Somalia: Drought Response - Situation Report No. 15
This report is produced by OCHA Somalia in collaboration with humanitarian partners. It covers the period from 5 to 24 July 2017.
While extensive humanitarian operations are ongoing, with over three million people being reached monthly with lifesaving assistance, livelihoods support and protection services, humanitarian needs are expected to persist at current levels through the end of the year. As a result of below average Gu rains, pest infestation and reduced area cultivated, overall cereal production is expected to be 50-60 percent of average, according to the Post Gu Preliminary Assessment Results by Food Security and Nutrition Analysis Unit (FSNAU).
Results of nutrition surveys conducted by FSNAU indicate a critical nutrition situation (Global Acute Malnutrition (WHZ) prevalence of 15 per cent or higher) in 9 out of 12 displaced people’s settlements.
The first ever Somalia Country Humanitarian Forum was held on 19 July, in Mogadishu. The forum will now serve as an information sharing and coordination platform with international humanitarian actors.
On 15 July, AMISOM handed over the Somali National University to the Federal Government. The handover of the last civilian learning facility occupied by armed actors comes after over 30 years of occupation and is an important step in expanding opportunities for youth.
6.7 m People in need.
3.2 m in IPC Phase 3 and 4
766,000 People displaced by drought since November 2016
13,428 Reported cases of suspected measles in 2017
2.5 m Million people have been reached with food and safety nets in June
71,663 Reported cases of AWD/cholera in 2017, including 1,098 deaths
$864m Total reported humanitarian funding in 2017 (HRP+ non-HRP funding)

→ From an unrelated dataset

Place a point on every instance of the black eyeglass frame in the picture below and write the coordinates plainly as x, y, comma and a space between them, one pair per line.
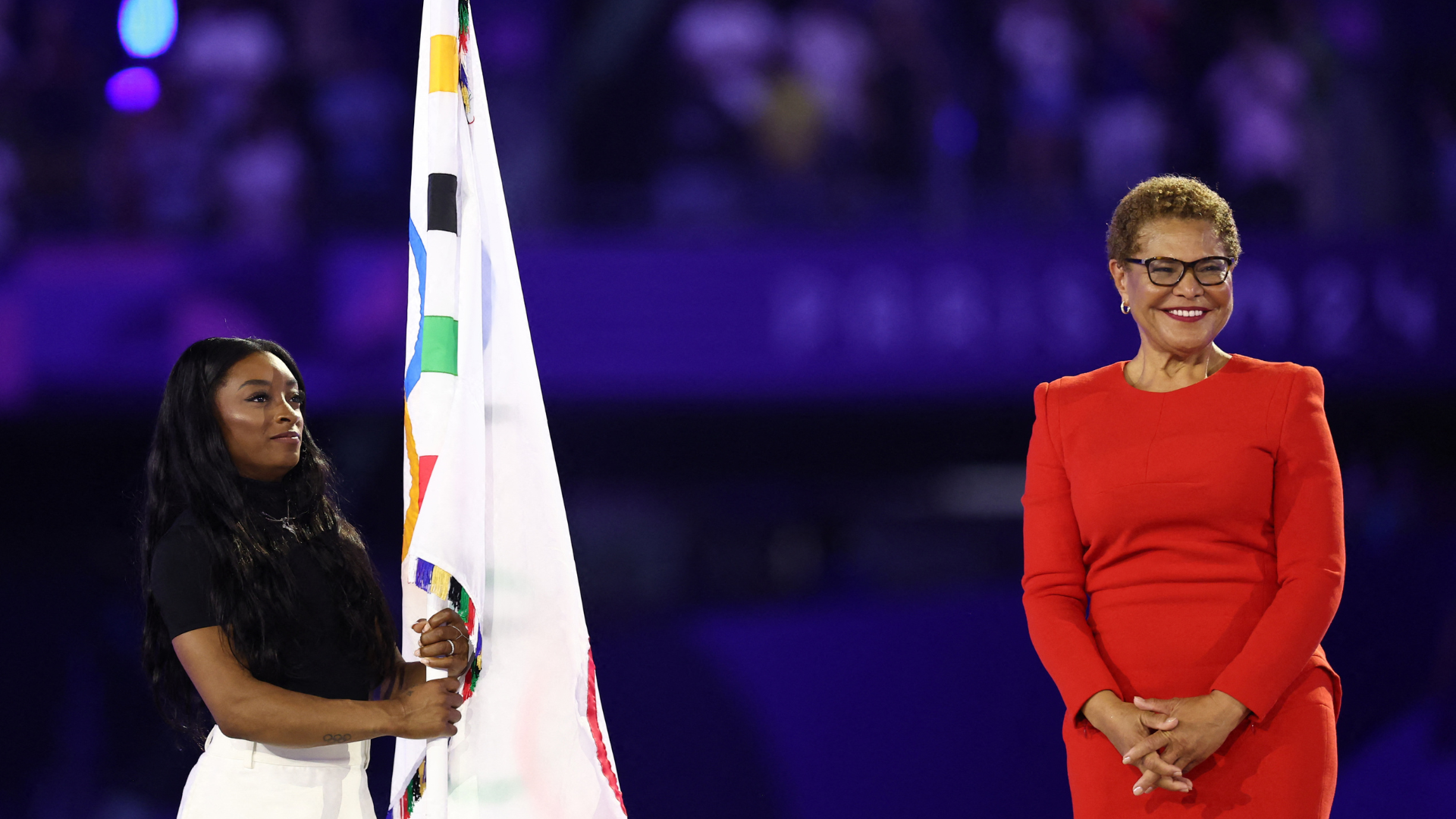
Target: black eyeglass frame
1147, 267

Severe drought is expected to continue to deepen till the start of the next rainy season in October and an improvement in the food security and nutrition situation is not likely before December/January, as indicated by the 2017 Post Gu Preliminary Assessment Results issued by FSNAU. The Gu rainy season was late and shorter than normal, and generally poor in most of the country and the temporal distribution was erratic. As a result of below average Gu rains, pest infestation and reduced area cultivated, overall cereal production is expected to be 50-60 per cent average this season. Climate model predictions indicate a 45 per cent possibility of an El Nino event in late 2017.
Food access remains a challenge among most poor households due to reduced income and high cost of living. The settlements while mortality remains a concern in some of the settlements. While displacement rates slowed down during the Gu season, reports of renewed waves of movement in June mainly from rural areas that received little rain have been received. Noticeable is the increase in drought and conflict-related displacement in south central Somalia recorded by the UNHCR-led Protection and Return Monitoring Network. The spike in conflict-displaced people represents a new displacement trend since November 2016. In May and June alone, approximately 50,000 people were displaced due to conflict and heightened insecurity in south central Somalia. Some 70,000 people were displaced due to drought during the same period. More than 28,000 internal displacements were reported in June, a significant decline compared to 46,000 reported in May Baidoa witnessed a spike in new arrivals with 16,000 people arriving in June - a significant increase compared to 4,700 new arrivals in May. Mogadishu received 650 new arrivals while 9,100 new arrivals were reported in May.
Approximately 17,700 people have reportedly returned to their villages of origin, of these, 11,200 returned in June. The returns have mainly happened to villages within Baidoa district as well as Dinsoor and Qansahdhere districts in Bay region. Significant returns in other regions have not been reported so far.
A cumulative 71, 663 suspected AWD/cholera cases and 1,098 deaths (CFR-1.5%) have been recorded from 37 districts across 15 regions in 2017. The trend of cholera cases recorded in the past 27 weeks shows a significant increase compared to cases reported during the same period last year.